Personal information
- Full name: Gareth Rhys Davies
- Born: 16 February 1975 (age 51) Gorseinon, Glamorgan, Wales
- Batting: Left-handed
- Bowling: Slow left-arm orthodox

Domestic team information
- 1996–2001: Wales Minor Counties

Career statistics
| Competition | LA |
| Matches | 2 |
| Runs scored | 15 |
| Batting average | 7.50 |
| 100s/50s | –/– |
| Top score | 8 |
| Balls bowled | – |
| Wickets | – |
| Bowling average | – |
| 5 wickets in innings | – |
| 10 wickets in match | – |
| Best bowling | – |
| Catches/stumpings | 2/– |
- Source: Cricinfo, 1 January 2011

= Gareth Davies (cricketer) =

Welsh cricketer

Gareth Rhys Davies (born 16 February 1975) is a former Welsh cricketer. Davies was a left-handed batsman who bowled slow left-arm orthodox. He was born at Gorseinon, Glamorgan.

Davies made his Minor Counties Championship debut for Wales Minor Counties in 1996 against Oxfordshire. From 1996 to 2000, he represented the team in 12 Championship matches, the last of which came against Oxfordshire.

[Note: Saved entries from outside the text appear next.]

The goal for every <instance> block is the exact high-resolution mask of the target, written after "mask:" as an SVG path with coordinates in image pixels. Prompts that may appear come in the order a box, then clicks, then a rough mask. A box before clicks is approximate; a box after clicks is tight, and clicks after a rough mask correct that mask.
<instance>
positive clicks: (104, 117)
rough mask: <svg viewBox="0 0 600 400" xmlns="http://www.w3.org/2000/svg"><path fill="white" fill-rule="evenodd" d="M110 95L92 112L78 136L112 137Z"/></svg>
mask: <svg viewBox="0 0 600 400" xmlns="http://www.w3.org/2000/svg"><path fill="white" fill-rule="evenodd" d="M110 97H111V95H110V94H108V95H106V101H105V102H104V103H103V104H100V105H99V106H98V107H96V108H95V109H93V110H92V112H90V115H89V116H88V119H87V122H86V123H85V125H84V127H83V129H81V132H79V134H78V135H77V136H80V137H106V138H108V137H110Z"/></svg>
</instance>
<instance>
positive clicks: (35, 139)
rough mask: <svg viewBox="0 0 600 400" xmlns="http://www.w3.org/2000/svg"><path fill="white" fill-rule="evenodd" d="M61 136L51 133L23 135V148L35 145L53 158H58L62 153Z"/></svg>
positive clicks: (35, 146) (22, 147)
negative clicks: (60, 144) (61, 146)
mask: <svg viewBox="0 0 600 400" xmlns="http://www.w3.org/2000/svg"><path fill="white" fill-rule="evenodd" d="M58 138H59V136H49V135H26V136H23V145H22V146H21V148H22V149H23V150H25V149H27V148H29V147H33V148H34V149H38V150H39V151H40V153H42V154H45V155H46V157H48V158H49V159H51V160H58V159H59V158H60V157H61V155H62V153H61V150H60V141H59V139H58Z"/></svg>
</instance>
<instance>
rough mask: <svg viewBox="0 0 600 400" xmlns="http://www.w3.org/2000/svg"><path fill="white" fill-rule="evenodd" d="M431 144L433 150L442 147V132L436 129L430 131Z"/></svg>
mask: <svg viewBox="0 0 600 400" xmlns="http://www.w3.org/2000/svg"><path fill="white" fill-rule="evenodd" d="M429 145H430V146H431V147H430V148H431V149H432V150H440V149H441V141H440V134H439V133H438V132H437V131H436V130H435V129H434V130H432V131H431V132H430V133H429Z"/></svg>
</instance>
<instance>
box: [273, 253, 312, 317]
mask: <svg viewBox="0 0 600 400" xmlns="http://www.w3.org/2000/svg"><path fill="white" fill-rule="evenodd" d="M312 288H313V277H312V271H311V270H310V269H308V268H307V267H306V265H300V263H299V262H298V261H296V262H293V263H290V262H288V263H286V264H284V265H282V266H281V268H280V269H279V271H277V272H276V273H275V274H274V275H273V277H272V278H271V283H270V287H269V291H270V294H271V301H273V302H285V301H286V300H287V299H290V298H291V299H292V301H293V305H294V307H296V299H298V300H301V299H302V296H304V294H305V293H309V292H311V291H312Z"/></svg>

His MCCA Knockout Trophy debut for the team came in 1998 against Wiltshire. From 1998 to 2001 he represented the team in 4 Trophy matches, the last of which came against Herefordshire. His debut List A appearance for the team came in the 1st round of the 2001 Cheltenham & Gloucester Trophy against the Somerset Cricket Board. He represented the team in a further List A match against Norfolk in the 2nd round of the same competition. In his 2 matches, he scored 15 runs at a batting average of 7.50, with a high score of 8.

He previously played a single Second XI Championship match for the Glamorgan Second XI in 1998.